Observation data Epoch J2000 Equinox ICRS
- Constellation: Ophiuchus
- Right ascension: 16^{h} 24^{m} 06.18464^{s}
- Declination: −20° 02′ 14.3784″
- Apparent magnitude (V): 4.50

Characteristics
- Evolutionary stage: horizontal branch
- Spectral type: K0- II-III
- U−B color index: +0.84
- B−V color index: +1.03

Astrometry
- Radial velocity (R_{v}): +0.60 km/s
- Proper motion (μ): RA: −20.29 mas/yr Dec.: −47.65 mas/yr
- Parallax (π): 16.35±0.25 mas
- Distance: 199 ± 3 ly (61.2 ± 0.9 pc)
- Absolute magnitude (M_{V}): 0.806

Details
- Mass: 1.61 M_{☉}
- Radius: 11.45 R_{☉}
- Luminosity: 65.9 L_{☉}
- Surface gravity (log g): 2.56 cgs
- Temperature: 4,864 K
- Metallicity [Fe/H]: −0.20 dex
- Rotational velocity (v sin i): < 1.0 km/s
- Other designations: ψ Oph, 4 Ophiuchi, BD−19°4365, FK5 1373, GC 22042, HD 147700, HIP 80343, HR 6104, SAO 159892

Database references
- SIMBAD: data

= Psi Ophiuchi =

Star in the constellation Ophiuchus

Psi Ophiuchi, which is Latinized from ψ Ophiuchi, is a single star in the equatorial constellation of Ophiuchus, next to the western constellation border with Scorpius. It has an orange hue and is visible to the naked eye as a faint point of light with an apparent visual magnitude of 4.50. It is approximately 199 light-years from Earth, based on parallax.

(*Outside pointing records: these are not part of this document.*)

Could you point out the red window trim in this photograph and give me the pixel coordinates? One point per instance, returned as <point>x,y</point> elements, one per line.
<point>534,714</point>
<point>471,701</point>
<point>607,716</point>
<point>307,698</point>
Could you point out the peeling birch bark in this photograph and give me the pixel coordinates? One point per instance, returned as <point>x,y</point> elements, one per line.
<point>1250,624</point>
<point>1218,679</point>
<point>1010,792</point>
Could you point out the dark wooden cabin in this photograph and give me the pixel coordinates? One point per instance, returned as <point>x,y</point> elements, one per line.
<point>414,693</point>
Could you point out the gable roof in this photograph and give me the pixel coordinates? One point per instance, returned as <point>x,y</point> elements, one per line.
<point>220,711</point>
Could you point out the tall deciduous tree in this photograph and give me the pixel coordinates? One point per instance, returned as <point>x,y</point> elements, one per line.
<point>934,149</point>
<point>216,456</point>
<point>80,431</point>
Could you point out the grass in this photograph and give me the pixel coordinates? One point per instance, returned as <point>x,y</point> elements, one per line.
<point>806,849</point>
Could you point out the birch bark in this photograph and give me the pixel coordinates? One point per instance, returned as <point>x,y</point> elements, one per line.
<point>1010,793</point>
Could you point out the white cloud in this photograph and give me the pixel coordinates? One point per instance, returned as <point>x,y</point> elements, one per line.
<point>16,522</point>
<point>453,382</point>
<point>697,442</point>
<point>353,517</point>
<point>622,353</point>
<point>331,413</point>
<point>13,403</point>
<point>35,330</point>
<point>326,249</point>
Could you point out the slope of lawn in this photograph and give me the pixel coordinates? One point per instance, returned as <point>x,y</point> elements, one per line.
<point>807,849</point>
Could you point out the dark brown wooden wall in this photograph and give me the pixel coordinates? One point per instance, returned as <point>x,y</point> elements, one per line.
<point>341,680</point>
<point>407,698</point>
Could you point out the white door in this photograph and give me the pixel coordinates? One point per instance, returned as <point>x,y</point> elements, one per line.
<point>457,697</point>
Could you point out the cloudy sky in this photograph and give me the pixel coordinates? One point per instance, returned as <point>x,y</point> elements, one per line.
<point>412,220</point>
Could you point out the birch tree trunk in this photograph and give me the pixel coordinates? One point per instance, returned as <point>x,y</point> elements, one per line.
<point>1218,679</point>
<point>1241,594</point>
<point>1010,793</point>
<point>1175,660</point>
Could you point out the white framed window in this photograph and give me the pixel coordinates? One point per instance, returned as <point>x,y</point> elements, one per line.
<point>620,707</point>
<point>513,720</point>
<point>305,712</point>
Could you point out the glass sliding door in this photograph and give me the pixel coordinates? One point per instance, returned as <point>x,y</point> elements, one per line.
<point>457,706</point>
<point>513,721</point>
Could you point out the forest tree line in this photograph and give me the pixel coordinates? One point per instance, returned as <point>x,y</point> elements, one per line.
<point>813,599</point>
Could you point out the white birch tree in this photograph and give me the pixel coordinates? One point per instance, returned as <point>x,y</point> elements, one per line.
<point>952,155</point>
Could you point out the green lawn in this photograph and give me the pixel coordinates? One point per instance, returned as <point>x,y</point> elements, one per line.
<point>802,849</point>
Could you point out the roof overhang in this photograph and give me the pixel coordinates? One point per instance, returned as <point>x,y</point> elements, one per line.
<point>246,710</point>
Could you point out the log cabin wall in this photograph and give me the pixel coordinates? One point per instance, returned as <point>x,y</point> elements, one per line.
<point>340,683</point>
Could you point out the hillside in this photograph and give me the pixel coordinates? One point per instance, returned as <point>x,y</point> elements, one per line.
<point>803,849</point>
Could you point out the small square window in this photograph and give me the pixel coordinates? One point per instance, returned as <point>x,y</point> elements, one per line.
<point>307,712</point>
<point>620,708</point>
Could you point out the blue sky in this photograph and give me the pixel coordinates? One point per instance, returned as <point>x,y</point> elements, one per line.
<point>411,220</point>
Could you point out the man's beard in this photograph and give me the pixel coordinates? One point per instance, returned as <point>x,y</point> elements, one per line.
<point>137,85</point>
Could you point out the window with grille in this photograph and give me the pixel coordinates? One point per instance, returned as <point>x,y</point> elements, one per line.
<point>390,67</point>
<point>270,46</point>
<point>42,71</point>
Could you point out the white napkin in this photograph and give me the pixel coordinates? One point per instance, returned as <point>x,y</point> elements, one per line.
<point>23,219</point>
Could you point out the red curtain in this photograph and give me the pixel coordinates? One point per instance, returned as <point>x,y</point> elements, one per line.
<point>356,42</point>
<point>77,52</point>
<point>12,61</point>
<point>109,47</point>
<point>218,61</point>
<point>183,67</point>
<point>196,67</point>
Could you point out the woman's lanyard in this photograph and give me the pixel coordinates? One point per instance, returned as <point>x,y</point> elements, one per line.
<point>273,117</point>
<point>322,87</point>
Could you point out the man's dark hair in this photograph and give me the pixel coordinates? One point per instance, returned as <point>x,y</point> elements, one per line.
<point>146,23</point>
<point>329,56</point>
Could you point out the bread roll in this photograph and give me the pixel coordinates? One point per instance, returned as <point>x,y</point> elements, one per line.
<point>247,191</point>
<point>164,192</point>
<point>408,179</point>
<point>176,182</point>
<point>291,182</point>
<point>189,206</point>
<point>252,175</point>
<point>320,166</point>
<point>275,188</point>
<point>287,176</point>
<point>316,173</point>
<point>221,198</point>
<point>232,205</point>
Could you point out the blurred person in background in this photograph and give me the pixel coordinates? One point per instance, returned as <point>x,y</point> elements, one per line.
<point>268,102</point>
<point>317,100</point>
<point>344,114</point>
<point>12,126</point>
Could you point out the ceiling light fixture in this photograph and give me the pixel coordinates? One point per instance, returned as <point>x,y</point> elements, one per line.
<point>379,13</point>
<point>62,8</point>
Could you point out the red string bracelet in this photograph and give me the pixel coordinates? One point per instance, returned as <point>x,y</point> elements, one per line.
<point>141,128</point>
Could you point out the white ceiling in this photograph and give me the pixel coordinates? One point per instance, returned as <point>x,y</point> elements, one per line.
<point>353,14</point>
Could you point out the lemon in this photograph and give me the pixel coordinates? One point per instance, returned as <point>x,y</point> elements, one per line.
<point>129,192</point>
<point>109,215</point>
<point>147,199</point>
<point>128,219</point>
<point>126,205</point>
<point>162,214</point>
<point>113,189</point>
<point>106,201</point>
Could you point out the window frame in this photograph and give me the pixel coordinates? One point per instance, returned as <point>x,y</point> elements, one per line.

It is an aging giant or bright giant star with a stellar classification of K0- II-III, indicating it has exhausted the supply of hydrogen at its core, then cooled and expanded. It presently has 11 times the girth of the Sun and 1.6 times the Sun's mass. It is a red clump giant, meaning it is on the horizontal branch and is generating energy through core helium fusion. It is radiating 66 times the luminosity of the Sun from its swollen photosphere at an effective temperature of 4,864 K.